Economic strength spurs growth in retail developments

Tuesday, 30 October, 2007 - 22:00

With at least eight shopping centres in Western Australia undergoing significant expansion and several new centres around the state on the drawing board, it doesn’t take long to regognise that Western Australia’s retail scene is booming.

Apart from the investment of billions of dollars into development of WA’s retail sector, WA shoppers are playing their own part by leading the nation in retail spending.

According to the latest Australian Bureau of Statistics figures, WA retailers posted turnover of $23.15 billion over 2006-07, almost 10 per cent up on the $21.2 billion achieved the previous financial year.

Shopping Centre Council of Australia executive director Milton Cockburn said he was surprised at how well the WA retail market was performing and expected conditions to continue to remain buoyant.

“Turnover is incredibly high, so much so that it’s exceeded rents and forcing occupancy cost ratios to decline. I expect it won’t take long before landlords pick up that slack and charge higher rents,” he said. 

The growth in WA’s retail sector is almost mirroring that of the commercial office and industrial sectors, which can be directly attributed to the strength of WA’s resource rich economy in creating low unemployment, higher wages and an unquenchable thirst for ‘space’.

Savills research reveals about 221,200 square metres of retail accommodation is currently under construction, of which 70,000sq m is due to come online before the end of the year.

Much of the activity is in the form of extensions and upgrades to existing centres, which have major residential developments  either proposed or underway nearby.

Lakeside Joondalup shopping centre will become the second largest centre in WA (behind Morley’s Centro Galleria) when its expansion from 41,000sq m to 71,000sq m gross lettable area by ING Real Estate is completed later next year.

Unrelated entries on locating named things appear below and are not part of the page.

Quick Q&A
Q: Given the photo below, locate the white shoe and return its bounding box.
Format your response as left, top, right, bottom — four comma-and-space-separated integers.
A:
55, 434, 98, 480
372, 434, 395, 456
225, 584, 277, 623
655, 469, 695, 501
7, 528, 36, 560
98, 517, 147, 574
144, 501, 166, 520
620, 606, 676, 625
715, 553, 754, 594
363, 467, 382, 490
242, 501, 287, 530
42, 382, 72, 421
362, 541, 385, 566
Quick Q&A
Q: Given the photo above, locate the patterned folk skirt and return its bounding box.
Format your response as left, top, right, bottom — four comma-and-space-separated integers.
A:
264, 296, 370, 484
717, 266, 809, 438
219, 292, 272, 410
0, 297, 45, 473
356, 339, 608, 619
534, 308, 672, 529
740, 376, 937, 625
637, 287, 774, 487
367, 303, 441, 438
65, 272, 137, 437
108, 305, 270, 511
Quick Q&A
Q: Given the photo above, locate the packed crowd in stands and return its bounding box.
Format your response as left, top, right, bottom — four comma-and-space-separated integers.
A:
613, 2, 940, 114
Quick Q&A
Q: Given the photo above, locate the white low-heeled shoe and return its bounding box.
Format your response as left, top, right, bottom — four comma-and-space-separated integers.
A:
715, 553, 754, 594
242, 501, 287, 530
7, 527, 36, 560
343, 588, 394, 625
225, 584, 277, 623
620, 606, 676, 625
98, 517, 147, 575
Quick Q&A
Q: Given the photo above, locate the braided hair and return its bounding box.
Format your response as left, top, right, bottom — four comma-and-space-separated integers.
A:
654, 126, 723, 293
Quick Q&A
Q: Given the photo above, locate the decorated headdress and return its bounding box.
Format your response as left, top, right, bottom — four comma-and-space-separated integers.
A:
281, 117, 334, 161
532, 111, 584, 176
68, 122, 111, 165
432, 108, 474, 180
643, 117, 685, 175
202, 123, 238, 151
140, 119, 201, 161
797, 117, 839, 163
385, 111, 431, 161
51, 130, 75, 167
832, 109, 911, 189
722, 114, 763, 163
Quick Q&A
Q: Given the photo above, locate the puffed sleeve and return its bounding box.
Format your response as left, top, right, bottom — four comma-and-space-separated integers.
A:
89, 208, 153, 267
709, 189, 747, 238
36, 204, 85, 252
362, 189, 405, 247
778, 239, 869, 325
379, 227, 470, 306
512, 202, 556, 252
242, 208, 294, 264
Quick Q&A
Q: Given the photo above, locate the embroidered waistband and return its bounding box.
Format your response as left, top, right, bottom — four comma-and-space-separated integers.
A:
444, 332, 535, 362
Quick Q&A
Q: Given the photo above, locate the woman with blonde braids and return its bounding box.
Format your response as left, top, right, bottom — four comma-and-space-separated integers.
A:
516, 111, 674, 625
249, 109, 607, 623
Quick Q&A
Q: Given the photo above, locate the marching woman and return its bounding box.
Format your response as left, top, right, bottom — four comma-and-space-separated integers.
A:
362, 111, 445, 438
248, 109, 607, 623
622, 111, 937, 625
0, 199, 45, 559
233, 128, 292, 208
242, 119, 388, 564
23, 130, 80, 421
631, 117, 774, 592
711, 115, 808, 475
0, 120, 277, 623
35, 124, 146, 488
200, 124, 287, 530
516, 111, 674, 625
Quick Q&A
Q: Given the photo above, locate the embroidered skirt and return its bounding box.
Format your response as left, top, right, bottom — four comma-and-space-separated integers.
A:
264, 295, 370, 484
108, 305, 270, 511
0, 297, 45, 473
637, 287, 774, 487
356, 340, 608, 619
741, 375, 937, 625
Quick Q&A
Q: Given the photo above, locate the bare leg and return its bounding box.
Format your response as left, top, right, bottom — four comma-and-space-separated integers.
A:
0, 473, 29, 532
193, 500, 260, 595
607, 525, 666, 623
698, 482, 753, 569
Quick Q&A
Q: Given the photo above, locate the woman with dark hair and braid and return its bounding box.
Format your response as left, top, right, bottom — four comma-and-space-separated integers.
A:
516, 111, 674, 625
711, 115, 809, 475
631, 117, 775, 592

The centre will only just clinch the second spot from AMP Capital’s Garden City shopping centre which has a 70,402sq m GLA.

ING is also busy expanding its Armadale Shopping City from 21,310sq m to 31,000sq m, which will be anchored by Target when complete early next year.

Elsewhere in Perth’s southern suburbs, expansions are under way at Perron Group’s Cockburn Gateway shopping centre from 10,490sq m to 29,900sq m, Rockingham City from 47, 412sq m to 62,000sq m by Colonial First State and the soon to be completed Centro Mandurah, which will expand from 34,759sq m to 53,100sq m.

Population growth is also occurring closer to the city, as developers are waking up to the benefits of urban infill and the demand for residential apartments.

In Claremont, Hawaiian and Multiplex are embarking on a $200 million redevelopment and refurbishment of the Claremont Arcade Shopping Centre on Bayview Terrace, which will expand the centre’s floor space from 9,259sq m to 30,000sq m, over two levels.

The development is expected to create even more activity on the busy shopping strip, with 102 residential apartments planned alongside 600sq m of office space and about 1,500 car bays.

Fremantle is also earmarked for a major injection of new retail activity within the next two to three years with the development of Victoria Quay with 12,000sq m of retail, restaurant and café space below two contemporary office buildings of 14,000 square metres.

ING Real Estate has strong support from the Fremantle Chamber of Commerce to transform the heritage precinct, however some sections of the community and local council are proving difficult for the developers to win over.

In the meantime, Perth is in line for the opening of more neighbourhood centres, the first of which will open in Carramar and Ellenbrook in the coming year.

While many institutional investors upgrade and expand their existing portfolio of assets, a number of them are looking to boost their stocks.

Major assets to change hands in the past 12 months include the Midland Cinema complex for $5.5 million, the Ikea site on Scarborough Beach Road Osborne Park for over $19 million and City Central in the Murray Street Mall for $71.3 million.

Over the past ten years, Savills Research reveals total returns in the WA retail market were 17.8 per cent, at least one percentage point above the office market at 16.8 per cent and industrial market with 13 per cent.

Jones Lang LaSalle director of sales and investment Nigel Freshwater said much of the quality retail property in WA was tightly held at present because of the increase in retail turnover.

He said despite the situation, several institutions were buying and selling retail assets in a short period of time to take advantage of the strong market conditions, the most recent being GE Real Estate and its sale of the 160 Central retail and office complex in the CBD after only 15 months.

“Demand for quality retail assets in WA is extremely high. We’re seeing a lot of cashed up local buyers and syndicates, as well as institutional investors and trusts from the east coast looking to buy in Perth. Since the beginning of the year, CBD retail yields have firmed by a half of a per cent to the current range of 5.5 per cent to 7.5 per cent,” he said.

Mr Freshwater said he expected yields to tighten further next year, with modest rental growth forecast.

“We’ve been asking ourselves this question over the past 12 months ‘just how low can it go?”